Jusqu’ici, l’estimation des prix de cession reposait sur l’approche subjective des vérificateurs, provoquant parfois des révisions contestées. Avec Yakeey, la DGI dispose désormais d’une base de données neutre et sécurisée, capable de produire des comparables fiables pour tous les acteurs.
« Nous voulons dépasser l’expression que je déteste “selon les informations dont dispose l’administration” et fonder nos analyses sur des données réellement exploitables et opposables », a souligné Idrissi Kaitouni. L’outil s’aligne ainsi sur les standards internationaux, offrant une meilleure prévisibilité fiscale.
Au-delà du contrôle, le dispositif corrige une asymétrie d’information : beaucoup de vendeurs et d’acheteurs peinent à estimer correctement la valeur d’un bien. Selon Karim Beqqali, fondateur de Yakeey, cette opacité freine les transactions et alimente la méfiance. Les comparables publics devraient sécuriser les décisions et fluidifier le marché immobilier.
Le lancement pilote aura lieu à Rabat et Casablanca, avec l’implication des notaires et adouls pour recueillir des retours et ajuster le dispositif. Les comparables serviront principalement aux particuliers et comme outil d’analyse du risque pour les promoteurs. Aucun redressement automatique ne sera appliqué : chaque contrôle sera précédé d’une vérification terrain pour comparer le prix déclaré au prix réel du marché.

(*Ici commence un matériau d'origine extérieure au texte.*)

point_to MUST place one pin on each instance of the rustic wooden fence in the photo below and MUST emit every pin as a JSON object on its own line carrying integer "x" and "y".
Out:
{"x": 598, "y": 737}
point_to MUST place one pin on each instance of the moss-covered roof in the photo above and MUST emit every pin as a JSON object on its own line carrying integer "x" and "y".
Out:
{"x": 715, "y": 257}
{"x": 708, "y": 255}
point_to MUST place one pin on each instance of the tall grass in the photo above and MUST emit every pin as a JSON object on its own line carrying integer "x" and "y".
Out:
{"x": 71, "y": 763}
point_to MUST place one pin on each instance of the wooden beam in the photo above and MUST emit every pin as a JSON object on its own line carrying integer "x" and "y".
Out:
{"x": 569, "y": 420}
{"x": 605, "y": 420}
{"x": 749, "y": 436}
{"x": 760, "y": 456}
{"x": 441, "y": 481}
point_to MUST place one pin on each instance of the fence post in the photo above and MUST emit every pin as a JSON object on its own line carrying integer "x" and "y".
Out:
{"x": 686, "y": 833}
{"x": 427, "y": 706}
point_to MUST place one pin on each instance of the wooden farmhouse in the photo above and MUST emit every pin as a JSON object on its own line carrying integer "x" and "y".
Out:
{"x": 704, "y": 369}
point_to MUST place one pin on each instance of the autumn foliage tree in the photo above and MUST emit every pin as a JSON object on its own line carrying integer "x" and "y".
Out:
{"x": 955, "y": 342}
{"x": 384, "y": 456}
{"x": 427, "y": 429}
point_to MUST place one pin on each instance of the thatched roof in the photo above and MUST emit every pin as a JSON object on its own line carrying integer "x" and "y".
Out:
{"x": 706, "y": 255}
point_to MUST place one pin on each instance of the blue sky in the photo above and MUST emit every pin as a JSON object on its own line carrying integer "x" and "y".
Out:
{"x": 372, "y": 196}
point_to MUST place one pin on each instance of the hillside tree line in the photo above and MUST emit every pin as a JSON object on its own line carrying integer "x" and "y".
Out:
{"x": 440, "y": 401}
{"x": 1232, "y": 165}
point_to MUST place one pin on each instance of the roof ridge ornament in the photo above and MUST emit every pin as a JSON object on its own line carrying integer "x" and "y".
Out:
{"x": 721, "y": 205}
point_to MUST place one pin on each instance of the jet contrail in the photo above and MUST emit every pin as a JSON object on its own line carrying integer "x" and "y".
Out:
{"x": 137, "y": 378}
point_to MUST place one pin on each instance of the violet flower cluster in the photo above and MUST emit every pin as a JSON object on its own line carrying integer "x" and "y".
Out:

Cette réforme marque une rupture avec les pratiques antérieures perçues comme arbitraires. En s’appuyant sur des données fiables et sur l’innovation locale, l’administration vise à instaurer une relation de confiance avec les contribuables et à réduire les contentieux.
Si le dispositif confirme ses promesses, il pourrait redéfinir les règles du marché immobilier marocain et diminuer les contentieux qui freinent aujourd’hui croissance et investissement.